On one tree, the distinctive leaves are mostly yellow and green, bright in the afternoon sunlight. The other two trees bear leaves that are mostly brown and dried up, with many scattered on the grass around them. Small, brown and green flowers dot one of the trees, standing in clusters at the ends of the twigs.
Faiyaz Khudsar, scientist-in-charge at the Yamuna Biodiversity Park, describes the leaves as “umbrella-like”. They have a heart-shaped base and five pointy tips.
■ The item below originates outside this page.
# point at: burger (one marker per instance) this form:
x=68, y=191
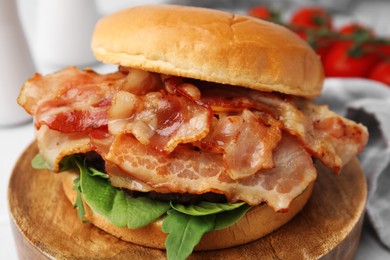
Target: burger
x=205, y=135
Yogesh Ram, a gardener at Nehru Park, pointed to the velvety underside of the leaves, describing the texture as “electric”.
In his book Jungle Trees of Central India, Pradip Krishen writes that the leaves of the kulu tree begin to yellow and fall in October, and the tree eventually turns bare. New leaves begin to appear in May or June. The flowers appear between December and March, while the tree bears red and brown fruits around April and May. Going by the book, the trees thrive in the jungles of central India.
The barks of the kulu trees at Nehru Park are brownish-grey. Khudsar explained that the tree derives the name of “ghost tree” from the white hue that the trunk takes, while the tree is completely shorn of leaves. The bark has phases that vary with the seasons and with the age of the tree. Young stems have a “bright, coppery hue”, according to Krishen’s book. Parts of the trunk peel away in papery bits. The trunk can sometimes be green, with a chlorophyll layer that helps the tree photosynthesize when it has no leaves, Krishen writes.
Gum is extracted from the kulu tree and is used in the pharmaceutical industry and as an adhesive.
“Historically, they were common in Delhi, but that is no longer the case. These trees prefer rocky terrain, so the Aravallis are part of the historical distribution range of the tree, and Delhi was part of this range too. But over a period of time, other species have eaten away these native species. We have recreated and developed a community of kulu trees at the Aravalli Biodiversity Park,” Khudsar said.
A profile of the kulu tree is conspicuously absent from Krishen’s book Trees of Delhi, which profiles the tree species found in the city. It states, however, that the kulu tree is a “characteristic northern Aravalli tree” that would have once been part of the Delhi Ridge, but has disappeared. “It’s not mentioned in the book because at that time there were no examples of kulu growing here,” Krishen said.
The book was first published in 2006.
Krishen added, “We found some of these trees growing naturally in Mangar Bani in Faridabad. So, this is definitely a Delhi tree, but has disappeared. I gave some seeds to the New Delhi Municipal Council several years ago, and they have grown some in their nursery. This has been planted in some parks, including Nehru Park.”